İrem Ezgimen: Albüm ” Mükemmel Boşluk” adını nasıl aldı?

Redd: Aslında”Mükemmel Boşluk” kendimize etrafımızdaki git gide daralan çemberin dışında negatif duygu ve düşüncelerden, olaylardan uzakta yarattığımız korunaklı bir alan gibi. Herkesin kendine has bir kaçış noktası vardır. Bu albüm de bizim bazı şeyleri duraklatma halimiz diyebiliriz. Tabii birşeyleri duraklatırken aynı zamanda başka şeyleri başlatmış oluyorsunuz aslında.

İrem Ezgimen: “Mükemmel Boşluk” albümünüzü dinlerken, albümde sizleri müzikal açıdan daha özgür ve sanki “işte yıllardır yüreğimizde sakladığımız bu!”  demiş gibi buldum. Sanki daha fazla özgür hale gelmişsiniz ve şahsi fikrim dünya standartlarında bir albüm olmuş. Müzikalitenin bu şekilde değişimine nasıl karar verdiniz?

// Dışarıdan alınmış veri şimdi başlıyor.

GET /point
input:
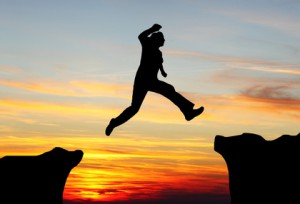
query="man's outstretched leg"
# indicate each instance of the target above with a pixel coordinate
(181, 102)
(122, 118)
(137, 100)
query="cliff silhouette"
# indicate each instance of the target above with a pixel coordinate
(261, 171)
(36, 179)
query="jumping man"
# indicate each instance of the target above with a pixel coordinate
(146, 80)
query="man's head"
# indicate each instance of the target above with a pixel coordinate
(158, 39)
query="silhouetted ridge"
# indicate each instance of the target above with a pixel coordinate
(36, 179)
(261, 171)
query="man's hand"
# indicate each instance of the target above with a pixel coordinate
(156, 27)
(164, 74)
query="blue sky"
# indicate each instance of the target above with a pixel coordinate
(67, 67)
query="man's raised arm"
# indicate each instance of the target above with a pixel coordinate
(147, 32)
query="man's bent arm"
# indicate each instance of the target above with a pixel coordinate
(147, 32)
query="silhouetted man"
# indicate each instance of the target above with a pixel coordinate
(146, 80)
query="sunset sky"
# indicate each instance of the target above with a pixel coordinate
(67, 68)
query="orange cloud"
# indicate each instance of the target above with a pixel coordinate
(72, 88)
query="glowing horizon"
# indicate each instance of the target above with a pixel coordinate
(67, 68)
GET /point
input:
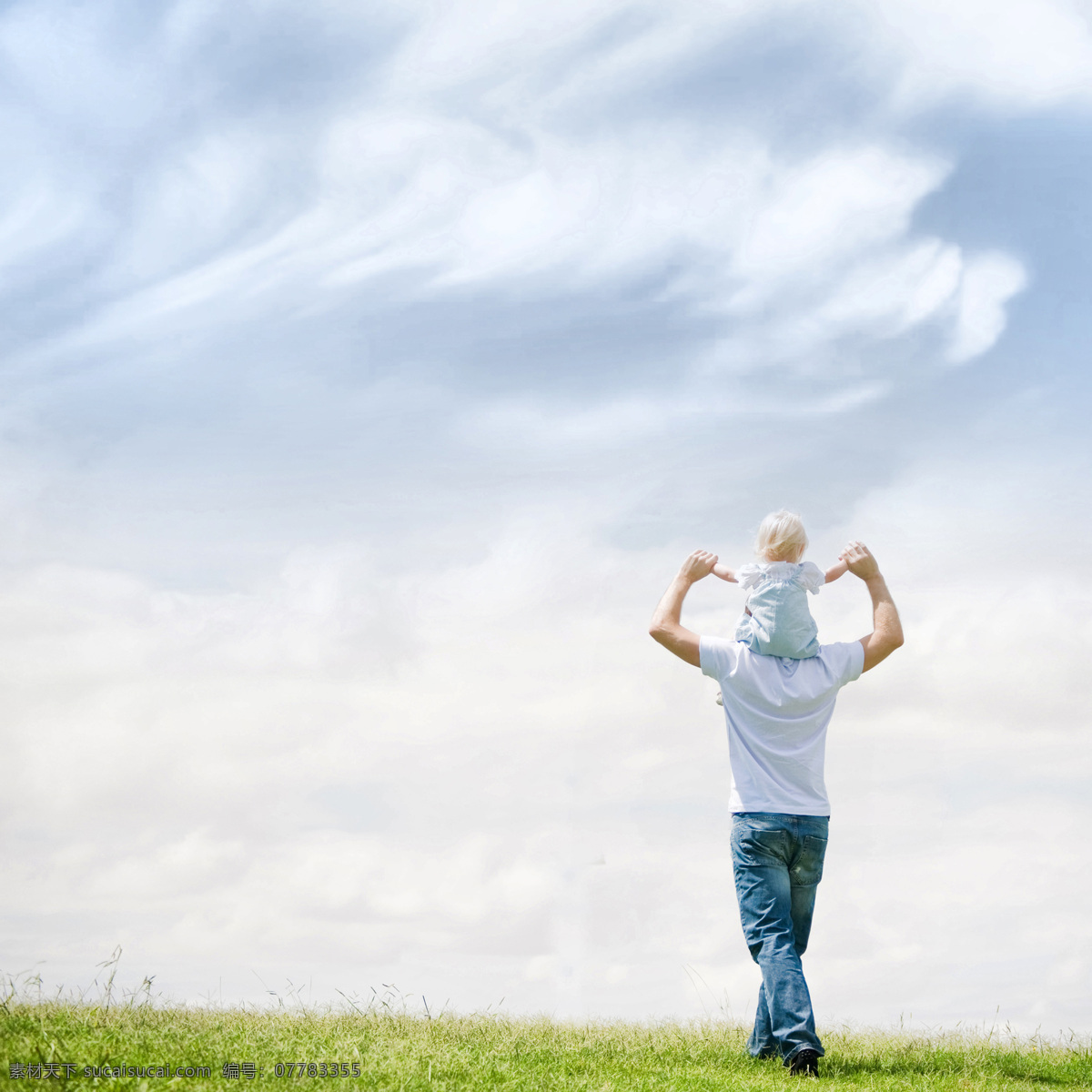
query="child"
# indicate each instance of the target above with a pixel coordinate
(776, 622)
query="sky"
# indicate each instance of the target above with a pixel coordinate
(367, 372)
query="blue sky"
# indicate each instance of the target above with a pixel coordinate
(366, 376)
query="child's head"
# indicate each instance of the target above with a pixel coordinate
(781, 538)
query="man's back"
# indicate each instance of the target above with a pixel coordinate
(776, 713)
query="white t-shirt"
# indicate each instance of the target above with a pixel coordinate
(778, 711)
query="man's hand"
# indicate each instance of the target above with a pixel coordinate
(887, 632)
(860, 561)
(665, 626)
(698, 566)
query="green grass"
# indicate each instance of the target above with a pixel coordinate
(399, 1051)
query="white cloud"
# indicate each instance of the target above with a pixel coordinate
(1013, 55)
(988, 283)
(414, 778)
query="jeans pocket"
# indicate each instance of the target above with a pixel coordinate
(807, 868)
(751, 845)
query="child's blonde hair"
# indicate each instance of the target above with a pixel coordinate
(781, 538)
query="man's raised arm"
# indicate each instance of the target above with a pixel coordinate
(665, 626)
(887, 631)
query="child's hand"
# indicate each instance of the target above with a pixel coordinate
(840, 569)
(860, 561)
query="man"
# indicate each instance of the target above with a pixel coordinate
(776, 713)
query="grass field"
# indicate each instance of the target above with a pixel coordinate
(399, 1051)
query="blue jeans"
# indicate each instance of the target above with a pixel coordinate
(778, 864)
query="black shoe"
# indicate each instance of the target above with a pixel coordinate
(804, 1064)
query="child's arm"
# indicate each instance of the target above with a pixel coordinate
(839, 569)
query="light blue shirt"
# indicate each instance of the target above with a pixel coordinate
(780, 622)
(776, 713)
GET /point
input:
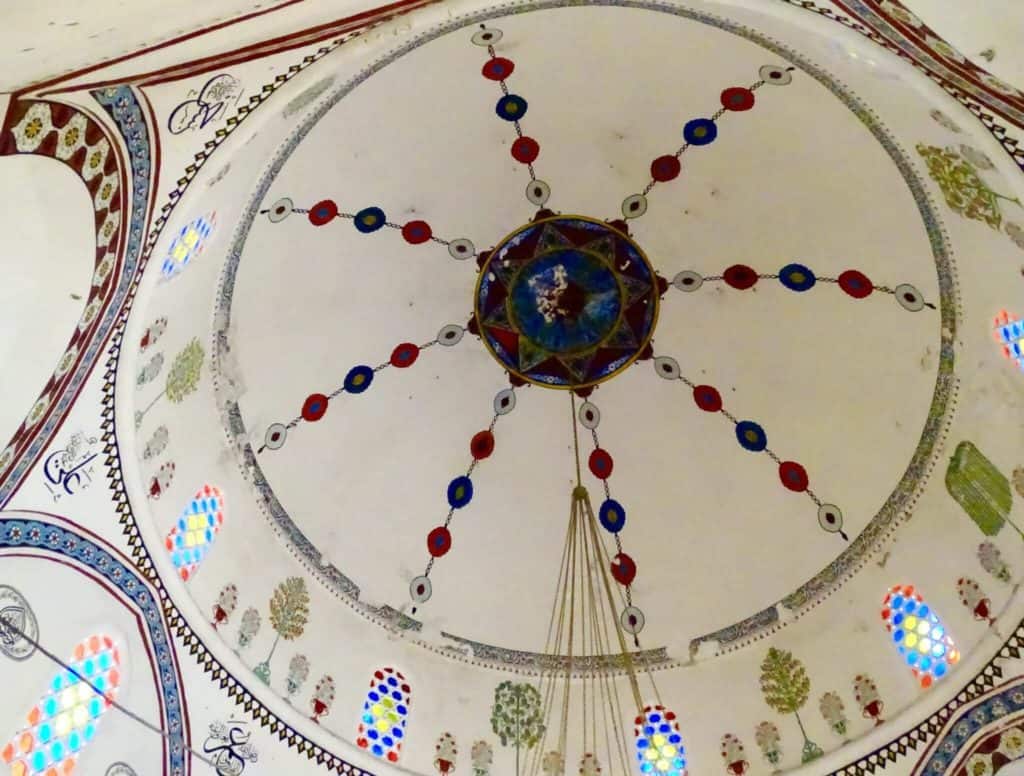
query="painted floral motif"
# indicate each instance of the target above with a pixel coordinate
(866, 693)
(445, 753)
(289, 614)
(991, 560)
(766, 735)
(964, 190)
(298, 672)
(834, 713)
(249, 628)
(898, 12)
(974, 598)
(734, 756)
(323, 698)
(944, 121)
(785, 686)
(224, 607)
(162, 480)
(481, 756)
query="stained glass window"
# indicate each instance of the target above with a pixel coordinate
(659, 747)
(193, 536)
(65, 720)
(382, 724)
(919, 635)
(187, 244)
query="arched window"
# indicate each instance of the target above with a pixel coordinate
(382, 725)
(187, 244)
(659, 747)
(65, 720)
(919, 635)
(192, 537)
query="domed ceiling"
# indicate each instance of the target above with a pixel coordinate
(721, 282)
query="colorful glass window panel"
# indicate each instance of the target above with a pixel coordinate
(919, 635)
(187, 245)
(65, 720)
(382, 724)
(658, 744)
(1010, 333)
(192, 537)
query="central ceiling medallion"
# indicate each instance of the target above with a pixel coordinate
(566, 302)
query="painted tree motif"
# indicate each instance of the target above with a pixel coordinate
(589, 765)
(224, 607)
(785, 686)
(991, 560)
(289, 614)
(516, 717)
(445, 753)
(298, 672)
(766, 735)
(866, 693)
(553, 764)
(962, 186)
(182, 378)
(323, 698)
(734, 756)
(980, 488)
(834, 713)
(974, 598)
(249, 628)
(481, 756)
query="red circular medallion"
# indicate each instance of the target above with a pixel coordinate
(525, 149)
(708, 398)
(438, 542)
(740, 276)
(417, 231)
(737, 98)
(404, 355)
(482, 444)
(794, 476)
(314, 406)
(624, 569)
(855, 284)
(498, 69)
(600, 464)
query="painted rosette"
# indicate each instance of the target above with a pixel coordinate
(751, 436)
(797, 277)
(370, 219)
(612, 516)
(460, 491)
(699, 131)
(511, 108)
(919, 635)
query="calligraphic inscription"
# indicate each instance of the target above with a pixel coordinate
(205, 105)
(229, 747)
(18, 629)
(71, 469)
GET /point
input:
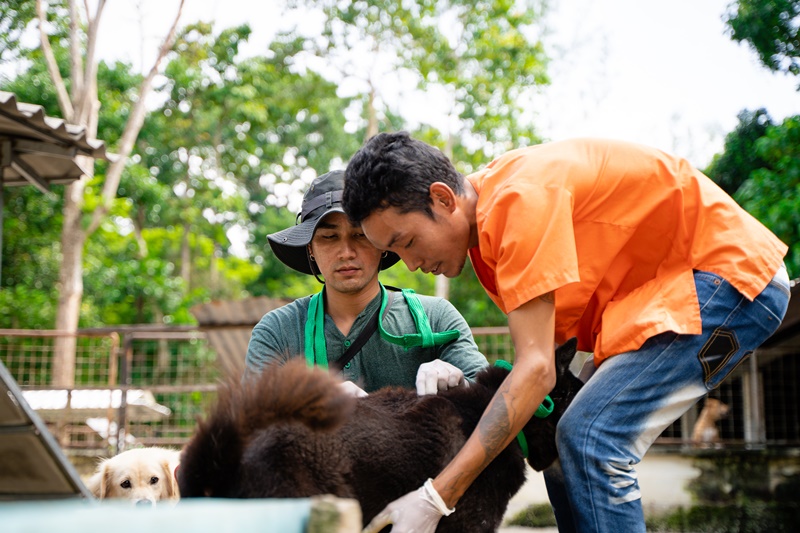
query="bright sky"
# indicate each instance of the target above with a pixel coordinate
(660, 72)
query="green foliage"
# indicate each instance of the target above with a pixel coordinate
(751, 517)
(14, 17)
(468, 296)
(771, 28)
(733, 167)
(31, 255)
(772, 194)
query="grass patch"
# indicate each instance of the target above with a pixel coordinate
(536, 515)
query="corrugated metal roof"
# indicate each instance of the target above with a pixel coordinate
(40, 145)
(228, 324)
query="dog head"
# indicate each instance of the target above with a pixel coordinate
(716, 409)
(142, 475)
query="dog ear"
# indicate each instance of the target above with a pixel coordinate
(95, 483)
(170, 479)
(106, 480)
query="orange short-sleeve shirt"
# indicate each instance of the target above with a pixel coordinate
(615, 229)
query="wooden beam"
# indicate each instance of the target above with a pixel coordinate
(26, 171)
(5, 154)
(42, 148)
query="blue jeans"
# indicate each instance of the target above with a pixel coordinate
(633, 397)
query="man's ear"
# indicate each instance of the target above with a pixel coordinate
(442, 196)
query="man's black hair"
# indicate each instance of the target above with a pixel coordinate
(394, 170)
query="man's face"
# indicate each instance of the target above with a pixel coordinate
(435, 245)
(344, 256)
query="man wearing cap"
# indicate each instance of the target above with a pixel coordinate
(374, 336)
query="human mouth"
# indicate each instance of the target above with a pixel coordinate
(347, 270)
(434, 270)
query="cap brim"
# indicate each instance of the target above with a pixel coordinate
(289, 246)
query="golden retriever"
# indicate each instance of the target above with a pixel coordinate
(142, 475)
(705, 430)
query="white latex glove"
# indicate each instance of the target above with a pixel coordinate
(436, 376)
(416, 512)
(352, 389)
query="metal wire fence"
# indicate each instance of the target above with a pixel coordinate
(140, 386)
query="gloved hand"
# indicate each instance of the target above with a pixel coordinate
(416, 512)
(436, 376)
(352, 389)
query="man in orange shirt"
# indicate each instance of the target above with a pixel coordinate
(645, 260)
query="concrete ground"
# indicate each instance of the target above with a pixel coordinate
(662, 478)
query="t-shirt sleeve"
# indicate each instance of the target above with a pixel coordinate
(267, 345)
(462, 353)
(527, 237)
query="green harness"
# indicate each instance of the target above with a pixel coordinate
(543, 411)
(315, 347)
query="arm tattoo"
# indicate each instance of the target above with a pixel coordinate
(495, 425)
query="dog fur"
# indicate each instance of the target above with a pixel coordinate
(293, 433)
(705, 429)
(142, 475)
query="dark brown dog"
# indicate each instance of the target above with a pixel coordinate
(293, 433)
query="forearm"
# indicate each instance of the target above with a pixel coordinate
(510, 409)
(533, 376)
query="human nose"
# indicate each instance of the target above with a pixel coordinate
(411, 262)
(347, 249)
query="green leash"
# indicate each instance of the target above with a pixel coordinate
(426, 337)
(542, 411)
(316, 350)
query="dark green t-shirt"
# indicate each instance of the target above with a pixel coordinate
(280, 335)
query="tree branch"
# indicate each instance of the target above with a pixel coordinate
(75, 55)
(89, 96)
(132, 128)
(52, 66)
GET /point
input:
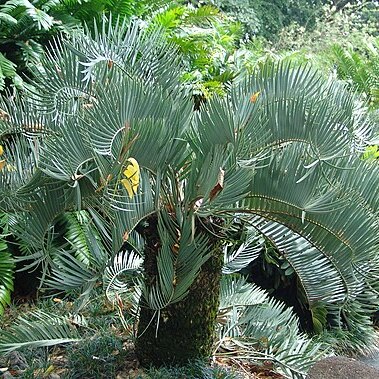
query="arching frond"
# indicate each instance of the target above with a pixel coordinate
(260, 328)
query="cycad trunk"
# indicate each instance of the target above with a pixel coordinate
(185, 330)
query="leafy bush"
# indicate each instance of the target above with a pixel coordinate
(26, 27)
(100, 356)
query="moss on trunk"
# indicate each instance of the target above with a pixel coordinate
(185, 330)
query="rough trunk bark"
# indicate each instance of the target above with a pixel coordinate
(185, 330)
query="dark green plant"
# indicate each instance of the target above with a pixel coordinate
(194, 370)
(208, 41)
(360, 69)
(7, 265)
(267, 18)
(167, 189)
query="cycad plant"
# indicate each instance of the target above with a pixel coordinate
(109, 134)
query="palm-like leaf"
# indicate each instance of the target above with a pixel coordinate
(263, 329)
(40, 329)
(7, 267)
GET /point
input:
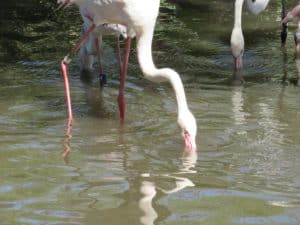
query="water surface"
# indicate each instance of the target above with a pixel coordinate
(246, 170)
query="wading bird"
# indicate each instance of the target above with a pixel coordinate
(139, 17)
(237, 37)
(91, 48)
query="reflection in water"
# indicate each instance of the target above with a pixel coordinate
(298, 69)
(148, 189)
(237, 106)
(145, 204)
(237, 78)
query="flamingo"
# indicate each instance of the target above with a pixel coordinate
(139, 17)
(294, 14)
(91, 47)
(237, 37)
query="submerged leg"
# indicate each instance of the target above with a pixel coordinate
(64, 68)
(283, 33)
(123, 73)
(102, 76)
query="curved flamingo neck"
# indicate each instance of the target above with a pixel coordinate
(144, 49)
(238, 8)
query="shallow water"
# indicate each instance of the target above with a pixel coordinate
(246, 170)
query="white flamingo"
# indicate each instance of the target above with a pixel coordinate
(237, 37)
(139, 16)
(91, 48)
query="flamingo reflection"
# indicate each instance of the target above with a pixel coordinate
(148, 189)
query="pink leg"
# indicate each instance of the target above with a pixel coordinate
(64, 69)
(121, 97)
(119, 53)
(97, 40)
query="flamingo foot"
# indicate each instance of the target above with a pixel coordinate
(102, 79)
(122, 105)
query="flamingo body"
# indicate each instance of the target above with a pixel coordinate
(257, 6)
(139, 17)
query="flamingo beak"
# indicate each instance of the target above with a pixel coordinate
(238, 62)
(189, 143)
(63, 4)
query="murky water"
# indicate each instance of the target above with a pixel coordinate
(246, 170)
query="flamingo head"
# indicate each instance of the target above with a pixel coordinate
(237, 47)
(257, 6)
(294, 14)
(188, 126)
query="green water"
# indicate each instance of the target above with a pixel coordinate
(246, 170)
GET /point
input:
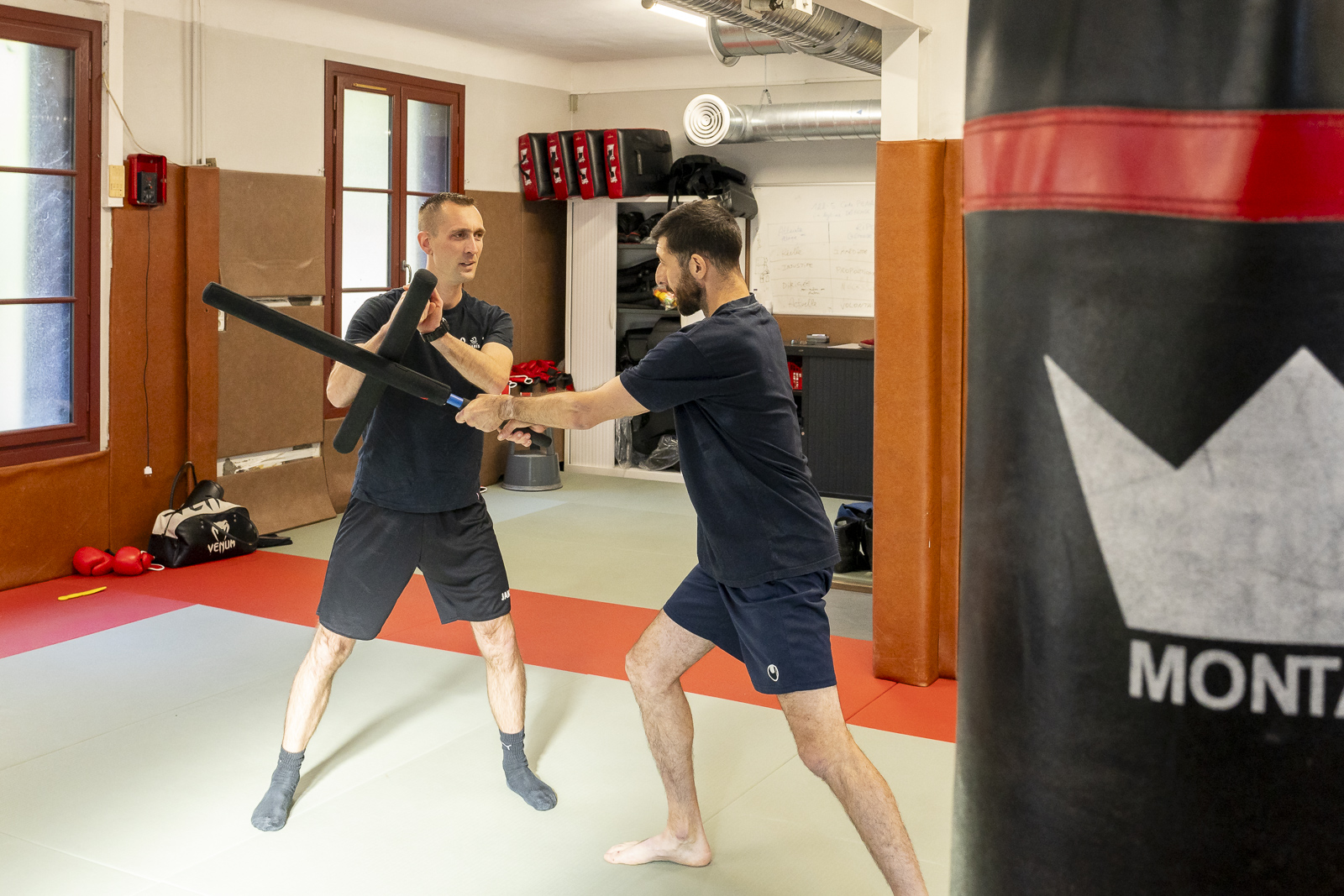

Redd: Esasen bu kararı “Hayat Kaçık Bir Uykudur“da vermiştik. Birçok dinleyici de o albümde bu gidişi hissetmişti zaten. Fakat büyük adımlar atmak her zaman çok kolay olmuyor. Tam anlamıyla hazır olabilmek gerekiyor. Ama biz o zaman bu hazırlıksızlığın da farkındaydık. Bu yüzden “Hayat Kaçık Bir Uykudur” u bir geçiş albümü olarak tanımlamıştık. “Mükemmel Boşluk“u yaparken artık gerçekten ne istediğimizi çok iyi biliyorduk. Birbirimizi çok iyi dinledik bu süreçte. Sırası gelen ortada dikilmiş taşları yıkıp yeniden dikmek yerine üzerine yeni taşlar koymaya çalıştı ya da pas geçmesini bildi. Şimdiye kadar ki en iyi kollektif çalışmamız diyebiliriz. Dinlemek istediğimiz, dinlemeyi sevdiğimiz müziği yaptık.

OLYMPUS DIGITAL CAMERA

İrem Ezgimen: 11 yıl 7 albüm… Her albüm içinde olduğu gibi bu albümdeki şarkı sözleri de gerçekten harika! Bu sefer yüreğinizle bir hesaplaşma içindesiniz. Sanki sahte yaşanan günümüzün aşkları, aslında herşeyin yalnızlıktan ve güvensizlikten olması ve sevgisizliği olduğu gibi anlatmışsınız… Bu albüm içerisinde yüreğin sesine kulak verilmiş. Peki bu kalbe dönüşe nasıl karar verildi?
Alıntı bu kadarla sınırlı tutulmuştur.